Landlords of Houses in Multiple Occupation (HMOs) have until 1 October 2018 to ensure they comply with new regulations.
The Licensing of Houses in Multiple Occupation (Prescribed Description) (England) Order 2018 will extend the scope of section 55(2)(a) of the Housing Act 2004. Currently, only HMOs of three or more stories occupied by five or more people from two or more separate households require a licence. However, this is changing to remove the requirement for the HMO to comprise three or more stories.
In short, under the new legislation, landlords who let HMO properties in England with five or more occupants from two or more separate households will need to obtain a licence from their local housing authority.
There is one exception to this, that is, if the property is a purpose-built block of flats comprising three or more self-contained units.
In addition, a new minimum size stipulation for bedrooms in HMOs that fall within the scope of the licensing will require:
- Rooms slept in by one person aged over 10 years to be at least 6.51 square metres.
- Rooms slept in by two people aged over 10 years to be at least 10.22 square metres.
- Rooms slept in by one child under the age of 10 years to be at least 4.64 square metres.
- Any room with a floor area of less than 4.64 square metres must not be used as sleeping accommodation.
As part of the regulations, all licences issued after 1 October 2018 will also need to include a condition requiring compliance with the council’s storage and waste disposal scheme (if one exists).
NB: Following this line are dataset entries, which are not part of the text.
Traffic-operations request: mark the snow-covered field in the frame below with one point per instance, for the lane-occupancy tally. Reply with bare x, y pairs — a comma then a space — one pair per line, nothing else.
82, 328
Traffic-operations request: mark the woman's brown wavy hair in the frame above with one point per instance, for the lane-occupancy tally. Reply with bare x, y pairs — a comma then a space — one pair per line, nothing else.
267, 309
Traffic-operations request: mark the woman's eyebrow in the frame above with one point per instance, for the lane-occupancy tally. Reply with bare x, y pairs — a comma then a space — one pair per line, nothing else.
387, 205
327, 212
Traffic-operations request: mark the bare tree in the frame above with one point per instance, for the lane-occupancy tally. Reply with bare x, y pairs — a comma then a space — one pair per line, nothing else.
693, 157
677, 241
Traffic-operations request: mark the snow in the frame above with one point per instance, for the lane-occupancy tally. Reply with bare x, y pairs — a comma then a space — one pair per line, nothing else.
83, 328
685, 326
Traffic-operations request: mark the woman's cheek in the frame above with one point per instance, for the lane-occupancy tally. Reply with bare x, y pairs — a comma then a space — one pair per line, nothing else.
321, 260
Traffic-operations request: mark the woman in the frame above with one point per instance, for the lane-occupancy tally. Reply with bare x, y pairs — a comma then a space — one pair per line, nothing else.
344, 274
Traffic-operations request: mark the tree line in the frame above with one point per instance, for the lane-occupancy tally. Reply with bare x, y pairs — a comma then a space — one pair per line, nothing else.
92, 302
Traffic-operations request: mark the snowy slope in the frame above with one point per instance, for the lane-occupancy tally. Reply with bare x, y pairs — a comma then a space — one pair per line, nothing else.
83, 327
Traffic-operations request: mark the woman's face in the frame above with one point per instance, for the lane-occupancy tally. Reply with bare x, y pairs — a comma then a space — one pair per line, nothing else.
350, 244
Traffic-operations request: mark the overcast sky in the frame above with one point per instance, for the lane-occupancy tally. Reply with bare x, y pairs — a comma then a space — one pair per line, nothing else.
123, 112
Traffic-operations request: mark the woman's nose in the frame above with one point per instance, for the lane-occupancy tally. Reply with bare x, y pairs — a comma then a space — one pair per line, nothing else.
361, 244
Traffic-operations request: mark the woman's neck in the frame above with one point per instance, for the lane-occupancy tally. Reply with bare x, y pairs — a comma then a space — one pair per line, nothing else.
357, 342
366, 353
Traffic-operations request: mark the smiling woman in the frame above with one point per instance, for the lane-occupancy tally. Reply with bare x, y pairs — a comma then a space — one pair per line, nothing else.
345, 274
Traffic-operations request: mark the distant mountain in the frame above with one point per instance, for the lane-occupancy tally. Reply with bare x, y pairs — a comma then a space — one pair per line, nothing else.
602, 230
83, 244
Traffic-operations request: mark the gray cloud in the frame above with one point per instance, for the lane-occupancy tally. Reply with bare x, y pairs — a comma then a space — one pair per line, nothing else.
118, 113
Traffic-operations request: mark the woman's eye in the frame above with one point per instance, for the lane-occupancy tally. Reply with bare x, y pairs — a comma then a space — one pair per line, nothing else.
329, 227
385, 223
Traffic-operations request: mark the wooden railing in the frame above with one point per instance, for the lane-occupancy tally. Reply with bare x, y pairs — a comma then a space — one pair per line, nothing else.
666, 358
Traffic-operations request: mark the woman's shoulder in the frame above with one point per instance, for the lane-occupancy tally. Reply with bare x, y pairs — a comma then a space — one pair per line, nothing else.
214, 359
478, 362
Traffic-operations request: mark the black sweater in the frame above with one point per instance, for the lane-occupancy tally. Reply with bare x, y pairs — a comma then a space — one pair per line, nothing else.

These changes to the HMO legislation are being introduced in recognition of the unique nature of HMOs and as a result of the government’s drive to protect tenants from having to deal with substandard living conditions imposed by unscrupulous landlords, who are willing to exploit the need for accommodation for maximum profit without due regard to overcrowding, and the health and safety of occupiers and the local communities.